Идут бабы, переговариваются, перекликаются, звонкие голоса стелются над чутким в вечереющем воздухе полями.

Открылось село. И усталые, напечённые солнцем, озабоченные лица ожили, каждая взглядом ухватила свой дом.

Умолкли бабы, скинули на плечи запылённые платки, торопят и без того спорый шаг. За день соскучились по ребятёнкам, по мужикам, по домашним заботам.

Приноравливается к бабам и Васёнка. Ускоряет лёгкий шаг, уже не ловит, не оглаживает приклонённые к дроге колоски, глазами ищет левее тёмной церковной колокольни с погнутым, будто сгорающим на солнце крестом знакомые берёзы, под которыми по матушкиной воле и на Васёнкиной памяти был поставлен их дом. Высмотрела берёзы и как будто споткнулась на ровной тропке. Жалобно улыбнулась, остановилась с прижатой к груди рукой.
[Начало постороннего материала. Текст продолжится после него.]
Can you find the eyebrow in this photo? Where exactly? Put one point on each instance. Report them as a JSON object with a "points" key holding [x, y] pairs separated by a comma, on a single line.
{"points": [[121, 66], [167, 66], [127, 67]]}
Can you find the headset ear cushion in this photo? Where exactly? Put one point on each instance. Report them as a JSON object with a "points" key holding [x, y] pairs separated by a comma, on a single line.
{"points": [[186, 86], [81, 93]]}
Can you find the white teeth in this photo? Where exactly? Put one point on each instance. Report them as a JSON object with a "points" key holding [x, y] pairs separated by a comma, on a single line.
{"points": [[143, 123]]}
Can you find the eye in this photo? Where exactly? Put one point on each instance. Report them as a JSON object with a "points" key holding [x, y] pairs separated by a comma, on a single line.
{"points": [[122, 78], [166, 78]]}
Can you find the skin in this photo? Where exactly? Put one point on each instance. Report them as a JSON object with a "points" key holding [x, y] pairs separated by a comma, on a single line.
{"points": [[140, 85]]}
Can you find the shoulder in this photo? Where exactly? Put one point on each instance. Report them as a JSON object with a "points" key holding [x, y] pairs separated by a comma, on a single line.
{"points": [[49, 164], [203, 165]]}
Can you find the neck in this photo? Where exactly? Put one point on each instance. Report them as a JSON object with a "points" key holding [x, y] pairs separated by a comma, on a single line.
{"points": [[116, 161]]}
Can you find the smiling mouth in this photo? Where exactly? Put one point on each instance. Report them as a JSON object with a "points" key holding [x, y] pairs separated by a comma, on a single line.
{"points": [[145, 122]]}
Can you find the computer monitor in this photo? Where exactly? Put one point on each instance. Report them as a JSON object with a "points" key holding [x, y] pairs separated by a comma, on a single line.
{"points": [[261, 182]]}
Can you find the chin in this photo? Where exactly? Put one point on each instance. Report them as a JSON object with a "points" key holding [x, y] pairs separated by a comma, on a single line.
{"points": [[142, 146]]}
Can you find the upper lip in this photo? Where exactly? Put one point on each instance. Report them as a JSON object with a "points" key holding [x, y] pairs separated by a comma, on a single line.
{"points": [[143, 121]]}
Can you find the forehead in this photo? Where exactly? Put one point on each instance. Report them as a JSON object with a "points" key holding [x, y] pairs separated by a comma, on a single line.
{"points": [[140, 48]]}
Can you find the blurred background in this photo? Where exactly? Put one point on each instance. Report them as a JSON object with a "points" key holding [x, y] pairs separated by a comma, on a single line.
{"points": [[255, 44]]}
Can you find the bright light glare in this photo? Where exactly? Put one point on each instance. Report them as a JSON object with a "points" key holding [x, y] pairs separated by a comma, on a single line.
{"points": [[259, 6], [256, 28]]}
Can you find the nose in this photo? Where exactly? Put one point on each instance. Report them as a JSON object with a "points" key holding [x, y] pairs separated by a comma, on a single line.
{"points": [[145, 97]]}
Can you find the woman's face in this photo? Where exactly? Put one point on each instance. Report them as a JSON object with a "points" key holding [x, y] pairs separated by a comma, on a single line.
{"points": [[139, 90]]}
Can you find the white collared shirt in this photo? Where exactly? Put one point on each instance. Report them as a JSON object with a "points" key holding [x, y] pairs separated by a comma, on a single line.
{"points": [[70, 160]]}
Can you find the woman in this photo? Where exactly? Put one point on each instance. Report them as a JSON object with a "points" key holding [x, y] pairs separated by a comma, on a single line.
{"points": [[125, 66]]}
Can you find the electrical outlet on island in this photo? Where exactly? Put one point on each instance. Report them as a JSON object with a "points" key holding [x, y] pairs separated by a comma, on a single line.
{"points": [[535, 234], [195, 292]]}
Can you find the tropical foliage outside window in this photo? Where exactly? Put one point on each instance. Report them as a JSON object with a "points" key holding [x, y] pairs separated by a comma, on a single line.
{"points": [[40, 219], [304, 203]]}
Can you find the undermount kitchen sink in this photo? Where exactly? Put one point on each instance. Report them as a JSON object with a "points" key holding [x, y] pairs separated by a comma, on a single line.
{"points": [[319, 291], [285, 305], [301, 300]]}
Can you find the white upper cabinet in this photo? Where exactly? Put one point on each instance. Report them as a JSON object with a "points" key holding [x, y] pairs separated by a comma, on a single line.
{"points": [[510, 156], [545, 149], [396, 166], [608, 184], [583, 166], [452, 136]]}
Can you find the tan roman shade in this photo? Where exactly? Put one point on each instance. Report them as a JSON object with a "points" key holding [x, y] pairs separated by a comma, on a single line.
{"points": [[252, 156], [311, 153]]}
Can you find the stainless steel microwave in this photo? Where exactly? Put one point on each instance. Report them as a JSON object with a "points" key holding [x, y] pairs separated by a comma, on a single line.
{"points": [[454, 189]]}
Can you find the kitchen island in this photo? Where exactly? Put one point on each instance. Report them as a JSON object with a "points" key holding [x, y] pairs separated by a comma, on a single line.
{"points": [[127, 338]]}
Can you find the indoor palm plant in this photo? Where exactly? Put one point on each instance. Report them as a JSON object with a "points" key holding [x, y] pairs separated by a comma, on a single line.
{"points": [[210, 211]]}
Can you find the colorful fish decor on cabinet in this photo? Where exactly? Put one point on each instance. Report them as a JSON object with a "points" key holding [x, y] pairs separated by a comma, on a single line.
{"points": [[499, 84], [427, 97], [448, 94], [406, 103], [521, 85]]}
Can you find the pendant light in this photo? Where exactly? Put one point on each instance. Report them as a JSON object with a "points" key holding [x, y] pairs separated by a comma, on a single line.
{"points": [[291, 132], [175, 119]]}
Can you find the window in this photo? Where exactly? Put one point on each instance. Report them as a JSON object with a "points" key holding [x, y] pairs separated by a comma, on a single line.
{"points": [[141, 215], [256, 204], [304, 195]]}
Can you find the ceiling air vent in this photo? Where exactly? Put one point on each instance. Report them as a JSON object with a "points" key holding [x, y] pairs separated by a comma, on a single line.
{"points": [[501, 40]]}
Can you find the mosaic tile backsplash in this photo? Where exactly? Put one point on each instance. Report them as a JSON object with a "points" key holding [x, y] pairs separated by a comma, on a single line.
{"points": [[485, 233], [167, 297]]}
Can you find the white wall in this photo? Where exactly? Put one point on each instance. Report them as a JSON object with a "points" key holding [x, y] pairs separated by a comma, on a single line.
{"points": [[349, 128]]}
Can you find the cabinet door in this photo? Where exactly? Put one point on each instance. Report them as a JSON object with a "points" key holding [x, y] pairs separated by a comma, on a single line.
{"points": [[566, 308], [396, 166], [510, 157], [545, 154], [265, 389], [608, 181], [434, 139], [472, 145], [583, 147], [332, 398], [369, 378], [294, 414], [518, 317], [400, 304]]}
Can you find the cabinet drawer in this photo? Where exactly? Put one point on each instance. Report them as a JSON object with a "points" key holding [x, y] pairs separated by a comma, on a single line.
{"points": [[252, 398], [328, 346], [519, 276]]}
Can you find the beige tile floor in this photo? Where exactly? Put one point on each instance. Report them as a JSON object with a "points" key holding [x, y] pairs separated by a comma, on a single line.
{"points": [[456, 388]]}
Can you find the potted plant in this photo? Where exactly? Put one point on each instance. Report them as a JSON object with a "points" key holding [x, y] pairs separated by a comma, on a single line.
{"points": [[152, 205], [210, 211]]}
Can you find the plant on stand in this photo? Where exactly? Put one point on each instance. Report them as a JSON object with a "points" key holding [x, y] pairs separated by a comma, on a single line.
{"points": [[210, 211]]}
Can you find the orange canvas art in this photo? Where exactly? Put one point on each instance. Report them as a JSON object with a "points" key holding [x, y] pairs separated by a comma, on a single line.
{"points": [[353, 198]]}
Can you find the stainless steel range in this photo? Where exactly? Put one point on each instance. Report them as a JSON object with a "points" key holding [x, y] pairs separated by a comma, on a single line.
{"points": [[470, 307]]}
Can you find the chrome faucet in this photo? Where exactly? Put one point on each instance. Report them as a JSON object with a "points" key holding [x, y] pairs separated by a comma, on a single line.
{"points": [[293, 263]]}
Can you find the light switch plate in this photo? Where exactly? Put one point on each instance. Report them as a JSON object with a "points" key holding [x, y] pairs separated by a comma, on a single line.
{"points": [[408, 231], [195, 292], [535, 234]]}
А бабы спешат, уходят. Спустились в лог перед селом, ни кофт, ни платков не видать.

Васёнка покинуто стояла, не зная, куда идти. Вздохнула, себя укорила: «Ведь не хозяйка! А всё к дому тороплюсь!» Поправила на плече обёрнутую тряпицей тяпку, перешла дорогу и знакомой межой ржаного поля, прямо по белому раздолью ромашек, сошла в луг к лесной речке Туношне, задумчивой и тихой, как ночь в сенокос. В траву положила тяпку, села на свой бугор, поджала под себя и юбкой накрыла босые, с мозольными пятками ноги, чтобы не очень-то жигали злые допокосные комары, упрятала руки к животу и затихла, радостными глазами оглядывая всё, что полюбилось ей в это горестное в её жизни лето.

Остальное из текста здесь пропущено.